California Natural Resources Agency adopts final amendments to CEQA Guidelines, providing additional clarifying revisions to GHG impacts, baseline, and deferral of mitigation amendments.

By Marc Campopiano, Winston Stromberg, and Samantha Seikkula

The California Office of Administrative Law recently approved a suite of amendments to the CEQA Guidelines, which are now in effect. Latham wrote about these amendments last year, when the Natural Resources Agency began the rulemaking process under the Administrative Procedure Act. During this rulemaking process, the California Natural Resources Agency (Agency) considered comments on the proposed amendments from members of the public, responded to those comments, and made some slight revisions to the amendments. The final adopted text of the amendments is available here.
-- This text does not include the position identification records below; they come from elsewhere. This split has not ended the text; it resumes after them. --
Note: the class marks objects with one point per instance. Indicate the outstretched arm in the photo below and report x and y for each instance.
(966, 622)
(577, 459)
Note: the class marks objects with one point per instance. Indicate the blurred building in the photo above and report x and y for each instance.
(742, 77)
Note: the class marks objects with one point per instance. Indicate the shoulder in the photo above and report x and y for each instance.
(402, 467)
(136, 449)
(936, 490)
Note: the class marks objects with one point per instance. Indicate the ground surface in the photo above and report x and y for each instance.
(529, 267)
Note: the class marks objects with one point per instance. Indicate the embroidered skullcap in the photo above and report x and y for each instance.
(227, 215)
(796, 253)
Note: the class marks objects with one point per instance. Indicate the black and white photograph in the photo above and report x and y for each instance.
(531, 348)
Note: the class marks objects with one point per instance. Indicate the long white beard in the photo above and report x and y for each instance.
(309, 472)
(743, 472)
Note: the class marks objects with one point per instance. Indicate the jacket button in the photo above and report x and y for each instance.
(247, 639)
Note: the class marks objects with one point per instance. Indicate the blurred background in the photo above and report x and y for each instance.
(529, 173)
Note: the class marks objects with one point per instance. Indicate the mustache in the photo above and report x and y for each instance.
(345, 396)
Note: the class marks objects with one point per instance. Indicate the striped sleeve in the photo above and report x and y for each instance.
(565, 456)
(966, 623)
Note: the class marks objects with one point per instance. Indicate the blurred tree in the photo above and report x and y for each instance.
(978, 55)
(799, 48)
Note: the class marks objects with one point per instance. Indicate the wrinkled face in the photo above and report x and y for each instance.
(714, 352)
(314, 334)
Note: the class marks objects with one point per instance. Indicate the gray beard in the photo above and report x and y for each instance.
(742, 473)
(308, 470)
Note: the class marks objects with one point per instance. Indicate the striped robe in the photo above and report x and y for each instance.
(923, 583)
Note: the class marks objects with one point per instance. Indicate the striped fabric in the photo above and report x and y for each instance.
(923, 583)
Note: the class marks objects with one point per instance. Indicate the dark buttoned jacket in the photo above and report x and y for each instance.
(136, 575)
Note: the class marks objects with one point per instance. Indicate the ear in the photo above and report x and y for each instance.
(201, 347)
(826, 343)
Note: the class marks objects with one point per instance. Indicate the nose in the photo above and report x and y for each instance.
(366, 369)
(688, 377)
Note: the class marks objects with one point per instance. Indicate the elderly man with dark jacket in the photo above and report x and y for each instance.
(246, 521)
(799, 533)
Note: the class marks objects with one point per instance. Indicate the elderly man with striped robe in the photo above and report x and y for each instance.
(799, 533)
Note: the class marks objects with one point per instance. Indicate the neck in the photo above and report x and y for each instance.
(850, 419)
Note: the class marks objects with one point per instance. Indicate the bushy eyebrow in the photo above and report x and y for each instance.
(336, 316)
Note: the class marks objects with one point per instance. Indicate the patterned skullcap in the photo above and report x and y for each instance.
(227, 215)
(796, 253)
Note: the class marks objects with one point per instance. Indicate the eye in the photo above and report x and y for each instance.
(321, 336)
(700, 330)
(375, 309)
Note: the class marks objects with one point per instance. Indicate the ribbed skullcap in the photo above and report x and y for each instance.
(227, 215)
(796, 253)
Relevant revisions to the amendments made during the rulemaking process include:

  • Section 15064.4 (Greenhouse Gas (GHG) Impacts): The Agency clarified that a project’s incremental contribution to climate change impacts should not be compared to state, national, or global GHG emissions to determine whether the project’s emissions are cumulatively considerable. Further, if using consistency with state goals and policies as a means to determine significance, the lead agency should explain how the project’s emissions are consistent with those goals.
  • Section 15125 (Baseline): The Agency clarified that the procedural requirement to justify a baseline other than existing conditions does not apply to reliance on historic conditions. Rather, the procedural requirement applies only to use of future conditions as a sole baseline.
  • Section 15126.4 (Deferral of Mitigation): The Agency proposed to clarify when mitigation may be permissibly deferred until after project approval, consistent with case law. In response to comments, the Agency clarified that if details are deferred, a lead agency must identify at least the types of measures that are known to be feasible and that will achieve an adopted performance standard — rather than simply provide a list of possible mitigation actions that will be considered, analyzed, and potentially incorporated.

Additionally, the Agency’s shift in approach for assessing a project’s potential transportation impacts from Level of Service to Vehicle Miles Traveled will apply prospectively as described in CEQA Guidelines section 15007. A lead agency may elect to be governed by the new Section 15064.3 immediately, but beginning on July 1, 2020, the requirements to analyze Vehicle Miles Traveled will apply statewide.